“自殺は上司のパワハラが原因” 遺族が青森の住宅会社提訴

八戸市に本社のある住宅会社の男性社員が、上司から勤務成績を表彰する「賞状」を病気の「症状」ともじり、侮辱する言葉を書いて渡されるなどのパワハラを繰り返された末、自殺したとして、遺族が、この会社などに対して8000万円あまりの損害賠償を求める訴えを起こしました。
会社側は「重く受け止め、最大限誠意ある対応をとる所存です」などとコメントしています。

訴えを起こしたのは、4年前に自殺した八戸市の住宅会社「ハシモトホーム」の40代の男性社員の遺族です。
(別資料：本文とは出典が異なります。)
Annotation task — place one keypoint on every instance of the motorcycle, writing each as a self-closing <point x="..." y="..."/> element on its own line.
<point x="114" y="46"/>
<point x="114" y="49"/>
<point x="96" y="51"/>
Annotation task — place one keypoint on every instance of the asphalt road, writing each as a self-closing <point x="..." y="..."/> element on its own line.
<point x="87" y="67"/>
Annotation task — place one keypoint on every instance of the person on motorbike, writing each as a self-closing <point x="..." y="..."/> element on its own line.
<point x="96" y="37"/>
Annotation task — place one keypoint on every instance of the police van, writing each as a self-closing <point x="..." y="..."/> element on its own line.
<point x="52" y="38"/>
訴えによりますと、男性は青森支店の住宅販売課で営業職として勤務していましたが、上司から「おまえはばかか」などのメッセージを繰り返し送られたほか、新年会の席では、勤務成績を表彰する「賞状」を病気の「症状」ともじり、「大した成績を残さずあーあって感じ」などと侮辱する内容を書いた紙を渡されたということです。

男性は、その1か月後に精神的な病気を患って自殺したということです。

遺族は「パワハラ行為を防止する具体的な措置を講じる注意義務を怠った」などと主張し、会社と社長に8000万円あまりの損害賠償を求めています。
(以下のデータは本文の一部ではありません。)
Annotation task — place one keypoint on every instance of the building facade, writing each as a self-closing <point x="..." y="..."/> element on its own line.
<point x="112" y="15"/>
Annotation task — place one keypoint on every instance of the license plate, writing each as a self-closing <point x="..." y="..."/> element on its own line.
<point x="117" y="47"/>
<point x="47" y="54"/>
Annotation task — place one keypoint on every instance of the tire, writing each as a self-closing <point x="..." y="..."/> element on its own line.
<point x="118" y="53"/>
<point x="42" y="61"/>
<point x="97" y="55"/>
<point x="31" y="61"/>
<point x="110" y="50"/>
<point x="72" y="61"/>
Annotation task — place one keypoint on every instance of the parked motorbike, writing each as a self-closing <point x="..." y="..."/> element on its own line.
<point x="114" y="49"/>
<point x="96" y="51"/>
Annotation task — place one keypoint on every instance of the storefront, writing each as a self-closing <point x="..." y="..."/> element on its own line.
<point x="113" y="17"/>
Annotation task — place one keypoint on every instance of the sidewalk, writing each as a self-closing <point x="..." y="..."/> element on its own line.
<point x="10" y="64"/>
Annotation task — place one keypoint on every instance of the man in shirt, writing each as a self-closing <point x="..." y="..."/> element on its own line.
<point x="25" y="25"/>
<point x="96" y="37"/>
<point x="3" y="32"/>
男性の妻は「愛する人を失い、立ち直れないほどの悲しみは今も続いている。社員に長年パワハラを続けていたことがとても残念で、腹立たしく思っている」とコメントしています。

提訴を受け、「ハシモトホーム」はホームページ上にコメントを掲載し、「本件を重く受け止め、最大限誠意ある対応をとる所存です。現在、原因の調査並びに再発防止策の取りまとめを進めており、取りまとめ次第、速やかに公表させていただきます」としています。